Degelijke wetgeving: De milieuwetgeving VLAREM dateert uit 1991. De wet werd verschillende keren aangepast, maar daarbij werd telkens 1 ding vergeten: economische productieprocessen veranderen en er wordt gewerkt met nieuwe grondstoffen of men krijgt andere afvalstoffen. Pas sinds 2018 zijn er normen voor de lozing van PFOS, dioxinen en sommige pesticiden vastgelegd in de milieuwetgeving. Tevoren was het een laissez faire laissez passé principe in de haven, de overheid maakte geen tools en had geen tools om in te grijpen. Men hoeft dus niet verwonderd te kijken als men ziet dat de PFOS-normen in de Zeeschelde op 110 plaatsen overschreden zijn. Ook de Europese wetgeving staat verder dan onze eigen Vlaamse milieu-wetgeving. Het doorsijpelen van Europese normering richting Vlaamse wetgeving verloopt traag en kan versneld worden. Enkel grootvervuilers hebben baat bij een trage omzetting van verstengde wetgeving.
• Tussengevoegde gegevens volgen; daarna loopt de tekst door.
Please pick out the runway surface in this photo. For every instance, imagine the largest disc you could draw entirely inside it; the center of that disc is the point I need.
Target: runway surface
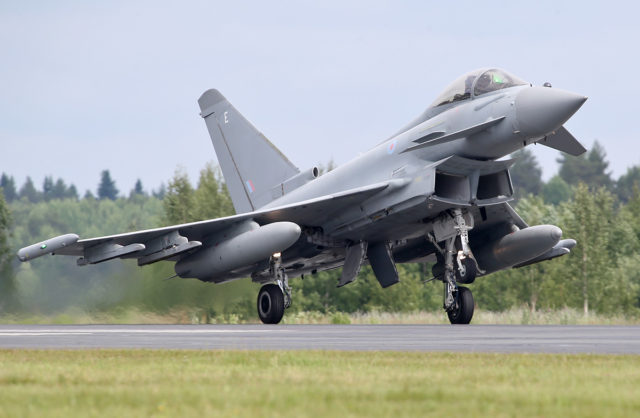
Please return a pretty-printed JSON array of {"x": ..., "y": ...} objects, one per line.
[{"x": 471, "y": 338}]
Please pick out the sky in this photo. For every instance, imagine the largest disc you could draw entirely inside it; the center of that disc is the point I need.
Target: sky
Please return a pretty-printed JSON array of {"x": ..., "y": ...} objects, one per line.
[{"x": 88, "y": 86}]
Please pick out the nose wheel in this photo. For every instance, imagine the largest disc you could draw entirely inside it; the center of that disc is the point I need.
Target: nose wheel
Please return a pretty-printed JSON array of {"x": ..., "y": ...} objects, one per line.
[
  {"x": 462, "y": 311},
  {"x": 457, "y": 265},
  {"x": 270, "y": 304},
  {"x": 274, "y": 298}
]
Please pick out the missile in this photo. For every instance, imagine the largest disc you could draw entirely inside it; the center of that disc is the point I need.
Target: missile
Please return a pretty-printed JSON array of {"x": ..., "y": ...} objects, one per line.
[
  {"x": 244, "y": 249},
  {"x": 46, "y": 247},
  {"x": 560, "y": 249},
  {"x": 518, "y": 247}
]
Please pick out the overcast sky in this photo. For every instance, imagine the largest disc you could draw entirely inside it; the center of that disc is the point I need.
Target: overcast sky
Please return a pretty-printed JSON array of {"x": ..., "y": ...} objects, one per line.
[{"x": 87, "y": 86}]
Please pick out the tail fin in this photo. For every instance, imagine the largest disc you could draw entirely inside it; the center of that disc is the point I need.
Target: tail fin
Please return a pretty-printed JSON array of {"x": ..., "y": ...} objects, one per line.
[{"x": 252, "y": 166}]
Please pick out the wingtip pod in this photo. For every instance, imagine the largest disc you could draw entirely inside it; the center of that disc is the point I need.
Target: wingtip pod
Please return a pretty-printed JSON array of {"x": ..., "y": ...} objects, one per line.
[{"x": 46, "y": 247}]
Efficiënte controle: De Milieu-Inspectie gaat nu ‘in de aanval’ zegt men. Climaxi is daar blij om maar stelt tegelijkertijd vast dat de Milieu-inspectie te weinig mensen in dienst heeft om efficiënt te controleren. De overheid slankt al tien jaar zijn ambtenarenploeg af en vermindert voortdurend de werkingstoelagen voor sommige van zijn diensten. Bij de Natuurinspectie werden acht nieuwe inspecteurs aangeworven, en zo stelde Zuhal Demir in in maart 2020: “Zo komt het aantal inspecteurs opnieuw op het niveau van tien jaar geleden”. Lees: we waren tien jaar onderbemand en gaan nu opnieuw naar een hoger aantal, dat onvoldoende blijft om de steeds gecompliceerder wetgeving aan te kunnen.

Ondertussen speelt de overheid voortdurend brandweerman en wordt bij elk nieuw incident hier of daar een tandje bijgestoken. Politici laten ter dien gelegenheid dikwijls ballonnetjes op die de situatie moeten rechttrekken. Soms zijn ze zinvol, af en toe nefast, maar meestal gebeurt er niets mee. Een slecht idee hoorden we dit weekend van Luk Lemmens (N-VA Deputé bij Provincie Antwerpen). Die vergat even de scheiding der machten en stelde voor de controle op de vergunningen te laten gebeuren door de Provincie zelf, die er een groot deel van uitreikt. Geen goed idee, denkt Climaxi, in tijden waarbij de overheid ook voortdurend probeert om de greep op zijn administratie te vergroten. Of het nu de corona-crisis is, overstromingen, 3M of klimaatverandering, telkens weer zien wij dat een falende overheid zichzelf al meer dan twintig jaar kapot bezuinigd heeft en daardoor zijn capaciteit om te handelen verloren is. Climaxi denkt dat hier fundamenteel wat moet aan gebeuren door meer middelen ter beschikking te stellen voor essentiële overheidsdiensten. In het milieudossier zullen het de sterk winstgevende bedrijven zijn die voor de centen zullen moeten zorgen. ‘De vervuiler betaalt’ is een oude maar nog steeds correcte slogan.